By the way, in case anyone missed it, this is what a Jovian planet looks like when you have four transits to work with. Had this been Earth and the Sun, the transit (the big drop) would have been about 2/3 the depth of the occultation (the little drop). So, yes, Earth-like planets should be detectable, but it's going to be close.

Something else interesting from the conference and some of the links was that the light curves of the variable stars are often unlike anything in the literature. Apparently the atmospheric noise has been hiding significant behavior. This complicates finding planets, of course, since their models for spotting variable stars have to be reworked.

--Greg

ustrax's couple writeups were extremely interesting.

I thought it was cool that the warm Spitzer was mentioned as an observatory likely to follow up on new discoveries. I love it when old missions come in handy.

I have some questions, if anyone can answer them.

1. Kepler's mission is only 3.5 years, barely enough time to confirm it's own initial discoveries. It sounds likely that the mission can be extended, so what is the expected longevity of the mission (assuming funding is not the problem)?

2. From the mission website: "Expected Results:

From transits of terrestrial planets in one year orbits:

About 50 planets if most are the same size as Earth (R~1.0 Re) and none larger,
About 185 planets if most have a size of R~1.3 Re,
About 640 planets if most have a size of R~2.2 Re,
About 12% with two or more planets per system. "

-- would these expected numbers scale linearly with mission extensions (i.e. would another 4 years of observing double these numbers)? Or is Kepler's field of view fixed to one region, so the sample set is difficult to change, and if this is the case, would most new planets found be longer orbital periods?

3. "Stellar evolution models are used to estimate the mass, radius and metalicity of the parent star"
-- how reliable are these models? Is there any way to directly determine these values, or does it require an instrument like the Terrestrial Planet Finder?

4. For gas giants found within a habital zone of the star, would it be possible to search for large moons with either Kepler or astrometry of the gas giant using ground-based instruments?

Four years or so I think. Fuel is the problem. Kepler's gyroscopes must be de-saturated every so often. Eventually the fuel will run out, the gyroscopes will become saturated, and the entire spacecraft will lose its ability to point.

Yes, it's fixed. As such, the useful data return will decline with age.

I would imagine very reliable.

We had that discussion earlier in the thread I think. If I remember, yes it's possible but very difficult.

That is not a free article. Anyone with access care to summarize (not plagiarize) the new and interesting parts, if any?

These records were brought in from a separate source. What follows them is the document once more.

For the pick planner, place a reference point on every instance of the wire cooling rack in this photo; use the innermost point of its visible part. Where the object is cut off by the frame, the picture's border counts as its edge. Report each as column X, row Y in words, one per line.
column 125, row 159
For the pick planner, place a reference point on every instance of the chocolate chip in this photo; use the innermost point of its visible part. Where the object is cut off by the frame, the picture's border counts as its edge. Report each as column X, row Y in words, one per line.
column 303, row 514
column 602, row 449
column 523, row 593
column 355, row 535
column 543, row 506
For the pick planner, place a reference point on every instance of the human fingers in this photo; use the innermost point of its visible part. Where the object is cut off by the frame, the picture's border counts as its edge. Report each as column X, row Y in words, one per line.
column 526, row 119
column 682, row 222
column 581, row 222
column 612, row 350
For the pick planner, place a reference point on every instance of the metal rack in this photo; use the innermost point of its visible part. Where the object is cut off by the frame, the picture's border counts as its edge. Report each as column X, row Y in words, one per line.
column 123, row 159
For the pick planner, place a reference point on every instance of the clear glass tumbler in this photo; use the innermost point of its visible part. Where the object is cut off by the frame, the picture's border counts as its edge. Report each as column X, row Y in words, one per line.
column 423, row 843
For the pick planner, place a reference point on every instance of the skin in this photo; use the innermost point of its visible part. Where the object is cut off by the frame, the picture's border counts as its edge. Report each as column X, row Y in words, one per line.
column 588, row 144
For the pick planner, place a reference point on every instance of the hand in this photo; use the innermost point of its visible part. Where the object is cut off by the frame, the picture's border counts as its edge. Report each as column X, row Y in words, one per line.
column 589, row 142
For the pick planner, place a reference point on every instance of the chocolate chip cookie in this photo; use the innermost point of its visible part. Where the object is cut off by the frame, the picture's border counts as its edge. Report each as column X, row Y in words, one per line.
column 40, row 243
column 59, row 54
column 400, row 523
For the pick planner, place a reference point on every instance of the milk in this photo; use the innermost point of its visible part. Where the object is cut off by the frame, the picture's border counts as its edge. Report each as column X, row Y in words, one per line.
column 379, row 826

It's mostly the same things reported in the press conference yesterday. There is a good summary in Sky & Telescope's website
http://www.skyandtelescope.com/community/s...g/52657352.html

Kepler is using a defocused star image, right? Is it a defocused mirror? What if instead of a defocused mirror, they put in a lens with severe chromatic abberation. They'll still get defocused images, since the colors would be spread around the whole star, but a circular integral around the star could yield some useful information. Dumb idea, or should I call a patent lawyer?

IIRC, Kepler has a spherical mirror, which I think is much easier to make than parabolic mirrors needed to fix the spherical aberration. I guess there is not much point is going through the extra work of making it parabolic, just to defocus it with a secondary lens.

Metalicity is measured directly spectroscopically. Mass can be measured directly if the star is binary (or tertiaty...). Of course, for exoplanets the main focus of interest is on single stars (as least partly due to the old discussion about possibility of habitable planets orbiting binary stars) and this is one of the reasons to use stellar evolution models.

There was some discussion of exoplanet moons with help from the transit timing method in this post (#158):

http://www.unmannedspaceflight.com/index.p...mp;#entry139639

And I think I read of the possibility of "amateur" transit timings even contributing to the search. Was this in Sky and Telescope or somewhere? There are some websites mentioning this as well.

We can get masses for members of binary stars. The standard relations between mass and luminosity come from members of widely separated binaries, where the stars are too small compared to the orbits to have affected one another's evolution (yet). Here is a typical set of mass-luminosity and mass-radius relations for main-sequence stars. Eyeballing that scatter, it looks like 20% in luminosity if mass is known or 10% in mass if luminosity is known (since it's a steep function). Radius looks a bit worse; that often has to come from blackbody laws and the effective temperature and luminosity; which come from spectroscopy and from photometry plus parallax. That can be improved for stars not too distant; I saw a result from the CHARA interferometer in which they resolved the disk of one of the stars with a transiting planet, reducing its uncertainty in radius. (They are a long way from getting an interferometric signal from the dark planetary disk, alas).

As has been posted already, we get metallicity from spectroscopy, calibrated to the Sun. (Kind of odd that the best-fitting spectroscopic oxygen abundance there is not the best-fitting one for helioseismology. A lot of other things may shift a bit when that gets sorted out).

I'm quite curious to learn more about the light curves of some of the other variable stars, not necessarily curves which look like they may be planet transits. It sounds like they may have unique and exciting data. I wonder where and when these other data will be reported.
Wouldn't it be something if it turns out that Kepler's Earth sized planets are a minor part of what its data yields?
steve